Windows 10 Enterprise

PS

I realize that this is a high-level "integrated" test of a problem. Please tell me if you want me to comment out code, e.g., to identify what specific CPP code is associated with the problem.

kaskr commented 2 years ago

~It would be a great help if you could boil it down as much as possible.~ Example is fine as is.

kaskr commented 2 years ago

You've encountered a new feature of TMBad: the ability to detect undefined behaviour in your template.

Explanation

The following code:

Type a;
Type x = a*a;

is an example of undefined behaviour because a is not initialized. If you run it anyway you'll have a initialized to random junk that happens to be zero often - but not always! Fortunately, the compiler will warn you about it.

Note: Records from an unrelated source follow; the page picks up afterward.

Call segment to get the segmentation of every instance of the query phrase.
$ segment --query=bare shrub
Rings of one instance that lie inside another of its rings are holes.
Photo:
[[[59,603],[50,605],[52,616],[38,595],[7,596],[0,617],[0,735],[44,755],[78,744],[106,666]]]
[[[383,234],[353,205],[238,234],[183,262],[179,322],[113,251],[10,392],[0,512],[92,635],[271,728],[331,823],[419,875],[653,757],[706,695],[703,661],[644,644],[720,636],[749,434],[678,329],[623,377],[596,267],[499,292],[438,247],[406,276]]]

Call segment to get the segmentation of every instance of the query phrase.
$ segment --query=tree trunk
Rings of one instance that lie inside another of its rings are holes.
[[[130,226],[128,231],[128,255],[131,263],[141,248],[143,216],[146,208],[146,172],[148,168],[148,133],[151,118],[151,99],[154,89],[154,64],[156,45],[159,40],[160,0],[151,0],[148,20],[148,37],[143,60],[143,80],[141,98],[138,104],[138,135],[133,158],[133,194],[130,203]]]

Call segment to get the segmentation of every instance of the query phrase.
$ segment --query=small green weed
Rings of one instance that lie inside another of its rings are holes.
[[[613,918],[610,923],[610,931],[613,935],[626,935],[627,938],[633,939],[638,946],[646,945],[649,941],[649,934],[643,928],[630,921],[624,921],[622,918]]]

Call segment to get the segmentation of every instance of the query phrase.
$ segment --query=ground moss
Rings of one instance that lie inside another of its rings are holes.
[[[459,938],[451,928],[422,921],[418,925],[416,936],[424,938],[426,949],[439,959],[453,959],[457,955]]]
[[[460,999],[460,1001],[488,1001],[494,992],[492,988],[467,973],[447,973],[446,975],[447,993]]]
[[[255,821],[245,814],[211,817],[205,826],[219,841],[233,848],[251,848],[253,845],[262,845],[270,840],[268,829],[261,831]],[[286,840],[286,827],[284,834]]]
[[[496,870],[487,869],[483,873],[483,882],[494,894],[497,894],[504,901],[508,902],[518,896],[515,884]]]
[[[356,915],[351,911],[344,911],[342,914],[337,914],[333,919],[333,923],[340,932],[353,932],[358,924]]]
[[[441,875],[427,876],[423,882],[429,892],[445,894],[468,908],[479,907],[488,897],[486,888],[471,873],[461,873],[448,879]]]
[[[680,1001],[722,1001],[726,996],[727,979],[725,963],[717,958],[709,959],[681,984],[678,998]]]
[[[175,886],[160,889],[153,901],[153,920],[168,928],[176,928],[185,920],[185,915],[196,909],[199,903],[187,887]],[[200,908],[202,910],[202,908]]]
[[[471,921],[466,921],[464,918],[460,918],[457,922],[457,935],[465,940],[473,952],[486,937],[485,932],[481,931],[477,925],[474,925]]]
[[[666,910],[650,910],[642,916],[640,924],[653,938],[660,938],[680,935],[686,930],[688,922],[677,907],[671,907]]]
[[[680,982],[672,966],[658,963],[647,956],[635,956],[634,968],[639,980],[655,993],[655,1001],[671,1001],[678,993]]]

However, if you change the code to this:

vector<Type> a(1);
Type x = a[0]*a[0];

the compiler won't give you a warning (at least not on my system).

When compiled with CppAD you can run the code without noticing the bug. When complied with TMBad you will get a crash.

Running VAST example

When running your script I get this message (didn't you see it?):

TMBad assertion failed.
The following condition was not met: in_context_stack(data.glob)
Possible reason: Variable not initialized?
For more info run your program through a debugger.

I get the problematic line right away when running through the debugger:

#17 0x00007fffe49e441d in objective_function<TMBad::global::ad_aug>::operator() (this=0x7fffffff57b0) at VAST_v14_0_1_TMBad.cpp:2772

which is

D_i = R1_i * R2_i;   // Used in DHARMa residual plotting

Some element of either R1_i or R2_i was not calculated causing the uninitialized value to be used.

Perhaps you meant to zero initialize:

vector<Type> R1_i(n_i); R1_i.setZero();
vector<Type> R2_i(n_i); R2_i.setZero();

on the other hand it might be important to figure out why a R_i calculation was skipped?

James-Thorson-NOAA commented 2 years ago

Very cool! I can see that this is a helpful automated check.

I had tracked it to the D_i = R1_i * R2_i; by brute force (commenting out partitions of code and checking which would compile vs. crash), but I'm glad you identified what's happening.

I don't get the terminal message when running either compile (which works as normal) or MakeADFun (which crashes the R terminal before I can see any messages). I also have trouble with the debugger on my windows machine.

In case you're interested, I only compute R1_i and R2_i when the response !isNA(b_i(i)) (and only use the output in that same case), so that was causing the un-initialized values. But I see the point of avoiding passing un-initialized values, which users might find and mis-interpret. So I am adding R1_i(i) = NAN; R2_i(i) = NAN; whenever isNA(b_i(i))

Perhaps it's worth trying to change TMB to avoid crashing the R-terminal on Windows (or whatever context of my machine is causing it to happen), but I'm happy with this fix for my instance and closing the issue.